Below is sample data:
select * from test_aes;
Output:
call_id | call_dt_key | call_type_id | call_dt_tm | aes_raw
1 | 2016-01-01 | CT1 | 2016-01-01 00:00:10-08 | 10
2 | 2016-01-01 | CT1 | 2016-01-01 00:00:20-08 | 20
3 | 2016-01-01 | CT1 | 2016-01-01 00:00:30-08 | 10
4 | 2016-01-01 | CT1 | 2016-01-01 00:00:40-08 | 20
5 | 2016-01-01 | CT1 | 2016-01-01 00:00:50-08 | 10
6 | 2016-01-01 | CT1 | 2016-01-01 00:01:00-08 | 20
7 | 2016-01-01 | CT1 | 2016-01-01 00:02:00-08 | 10
8 | 2016-01-01 | CT1 | 2016-01-01 00:03:00-08 | 20
9 | 2016-01-01 | CT1 | 2016-01-01 00:04:00-08 | 10
10 | 2016-01-01 | CT1 | 2016-01-01 00:05:00-08 | 20
11 | 2016-01-05 | CT1 | 2016-01-05 00:00:10-08 | 10
12 | 2016-01-05 | CT1 | 2016-01-05 00:00:20-08 | 10
13 | 2016-01-05 | CT1 | 2016-01-05 00:00:30-08 | 20
14 | 2016-01-05 | CT1 | 2016-01-05 00:00:40-08 | 20
15 | 2016-01-05 | CT1 | 2016-01-05 00:00:50-08 | 20
16 | 2016-01-10 | CT1 | 2016-01-10 00:00:10-08 | 10
17 | 2016-01-10 | CT1 | 2016-01-10 00:00:20-08 | 20
18 | 2016-01-15 | CT1 | 2016-01-15 00:00:10-08 | 10
19 | 2016-01-15 | CT1 | 2016-01-15 00:00:20-08 | 20
20 | 2016-01-15 | CT1 | 2016-01-15 00:00:30-08 | 20
21 | 2016-01-16 | CT1 | 2016-01-16 00:00:10-08 | 20
22 | 2016-01-16 | CT1 | 2016-01-16 00:00:20-08 | 10
23 | 2016-01-16 | CT1 | 2016-01-16 00:00:30-08 | 20
24 | 2016-01-20 | CT1 | 2016-01-20 00:00:10-08 | 20
25 | 2016-01-20 | CT1 | 2016-01-20 00:00:20-08 | 10
26 | 2016-01-21 | CT1 | 2016-01-21 00:00:10-08 | 10
27 | 2016-01-21 | CT1 | 2016-01-21 00:00:20-08 | 20
28 | 2016-01-31 | CT1 | 2016-01-31 00:00:10-08 | 10
29 | 2016-01-31 | CT1 | 2016-01-31 00:00:20-08 | 20
30 | 2016-02-01 | CT1 | 2016-02-01 00:00:10-08 | 10
31 | 2016-02-01 | CT1 | 2016-02-01 00:00:20-08 | 20
32 | 2016-02-10 | CT1 | 2016-02-10 00:00:10-08 | 10
33 | 2016-02-10 | CT1 | 2016-02-10 00:00:20-08 | 20
34 | 2016-02-15 | CT1 | 2016-02-15 00:00:15-08 | 10
35 | 2016-02-15 | CT1 | 2016-02-15 00:00:20-08 | 20
36 | 2016-02-26 | CT1 | 2016-02-26 00:00:15-08 | 10
37 | 2016-02-26 | CT1 | 2016-02-26 00:00:20-08 | 20
38 | 2016-03-04 | CT1 | 2016-03-04 00:00:15-08 | 10
39 | 2016-03-04 | CT1 | 2016-03-04 00:00:20-08 | 20
40 | 2016-03-18 | CT1 | 2016-03-18 00:00:15-07 | 10
41 | 2016-03-18 | CT1 | 2016-03-18 00:00:20-07 | 20
Thus the output should be:
call_dt_key | average_40
2016-01-01 | 15.0000 (include rows for 2016-01-01)
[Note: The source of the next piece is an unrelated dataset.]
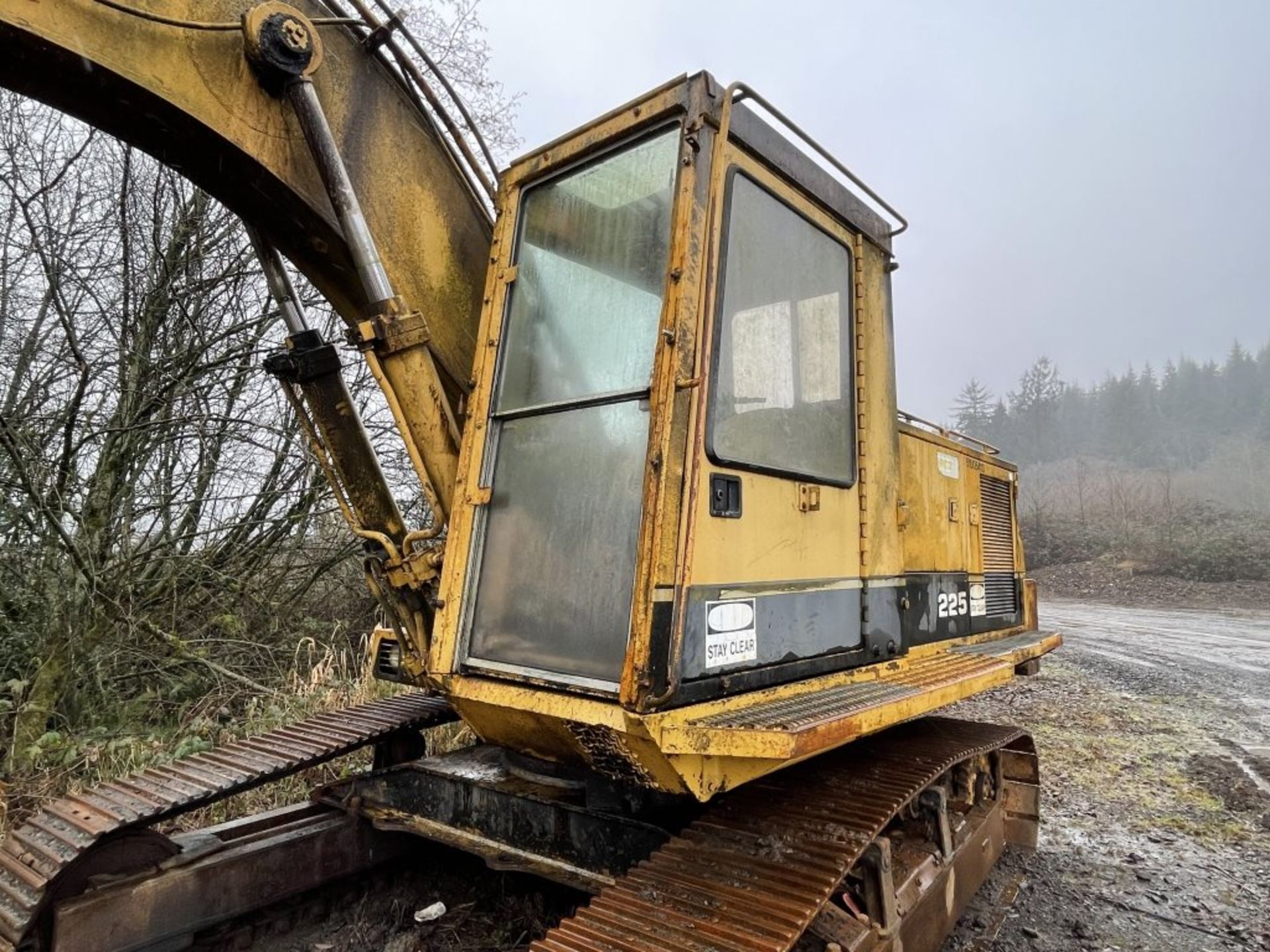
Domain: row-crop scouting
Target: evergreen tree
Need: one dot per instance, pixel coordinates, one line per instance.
(972, 411)
(1033, 409)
2016-01-05 | 15.0000 (don't include rows for 2016-01-05)
2016-01-10 | 15.3333 (don't include rows for 2016-01-10)
2016-01-15 | 15.2941 (don't include rows for 2016-01-15)
2016-01-16 | 15.5000 (don't include rows for 2016-01-16)
2016-01-20 | 15.6522 (don't include rows for 2016-01-20)
2016-01-21 | 15.6000 (don't include rows for 2016-01-21)
2016-01-31 | 15.5556 (don't include rows for 2016-01-31)
2016-02-01 | 15.5172 (don't include rows for 2016-02-01)
2016-02-10 | 15.4839 (start date 2015-12-31 end date 2016-02-09)
2016-02-15 | 15.6522 (start date 2016-01-05 end date 2016-02-14)
2016-02-26 | 15.3333 (start date 2016-01-16 end date 2016-02-25)
2016-03-04 | 15.0000 (start date 2016-01-23 end date 2016-03-03)
2016-03-18 | 15.0000 (start date 2016-02-06 end date 2016-03-17)
Schema and test data at below link: SQL Fiddle
I cannot use ROWS in an AVG window definition because test_aes has thousands of rows for a given day.